Dalam sistem perhitungan sainte lague memang dalam tahap awal konversi perolehan suara untuk menentukan jumlah kursi diperoleh berdasarkan jumlah grand total perolehan suara partai politik.
Tetapi untuk menentukan siapa yang berhak memperoleh kursi di lembaga legislatif ditentukan berdasarkan jumlah perolehan suara terbanyak caleg, bukan berdasarkan nomor urut caleg.
Dengan berdasarkan perolehan suara caleg terbanyak di internal partai politik inilah menyebabkan terjadi kompetisi sengit antara caleg di dalam satu partai politik. Oleh karena itu sering jadi faktor penyebab timbulnya tindakan menghalalkan segala cara untik memenangkan persaingan, terutama lewat cara pragmatis melakukan praktek money politics.
Dengan maraknya praktek money politics maka calon terpilih akan didominasi oleh caleg yang memiliki modal uang besar. Hanya yang memiliki uang dalam jumlah besar terpilih jadi anggota legislatif.
Jadi tidak mengherankan bila anggota legislatif, terutama DPRD di Tingkat Kabupaten akhir-akhir lebih banyak diduduki oleh orang-orang yang mengandalkan uang. Baik itu berlatar belakang pengusaha dan pejabat beserta anak cucunya.

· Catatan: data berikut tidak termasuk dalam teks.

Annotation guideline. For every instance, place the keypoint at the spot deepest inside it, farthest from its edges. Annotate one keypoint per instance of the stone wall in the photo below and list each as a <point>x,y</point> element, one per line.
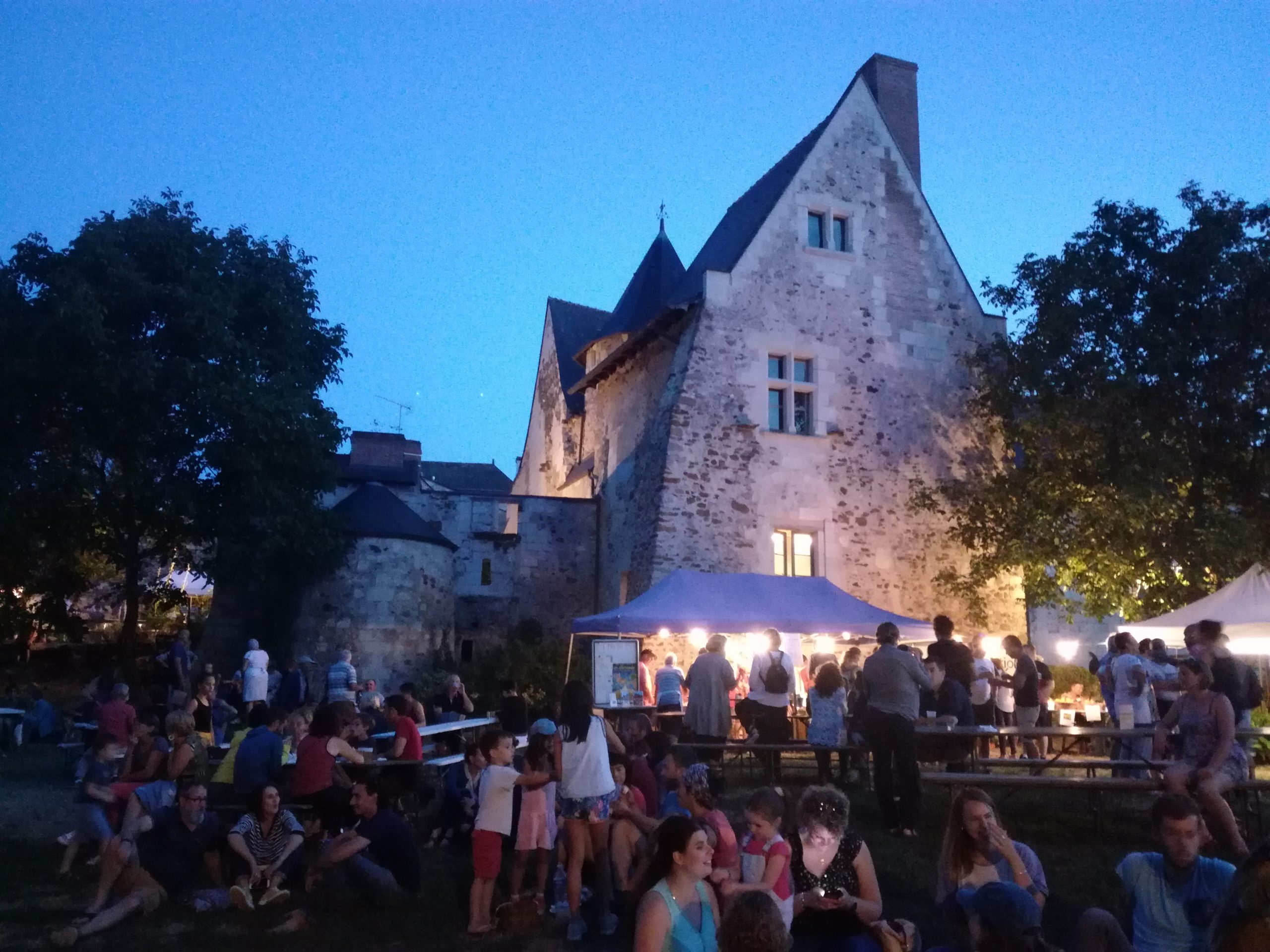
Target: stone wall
<point>886,327</point>
<point>393,603</point>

Kondisi yang terjadi seperti ini penyebab muncul sikap apatis dan skeptis terhadap kualitas anggota legislatif, terutama keraguan terhadap terjadi peningkatan kualitas demokrasi dan produk legislasi, pengawasan dan anggaran.
Untuk mencari akar masalah dan penyebab terjadinya praktek money politics saat ini, khususnya dalam pemilihan caleg tak ubahnya bagaikan mencari ujung pangkal benang kusut.
Karena sudah terjadi sengkarut kepentingan antara caleg dengan konstituen, bahkan seakan terwujud hubungan simbiosis mutualisma yang salah.
Sistem pemilu proporsional terbuka memang hanya salah satu faktor penyebab terjadinya praktek money politics disamping pengaruh variabel yang lain, misalnya sikap pragmatis.
Namun pemerintah hanya bisa meminimalisir terjadinya praktek money politics ini lewat revisi instrumen konstitusi, khususnya undang-undang pemilu.
Salah satu langkah yang dapat dilakukan adalah mengembalikan sistem pileg ke sistem proporsinal tertutup. Selain diharapkan mampu meminimalisir money politics sekaligus memberi ruang terjadi institusionalisasi partai politik.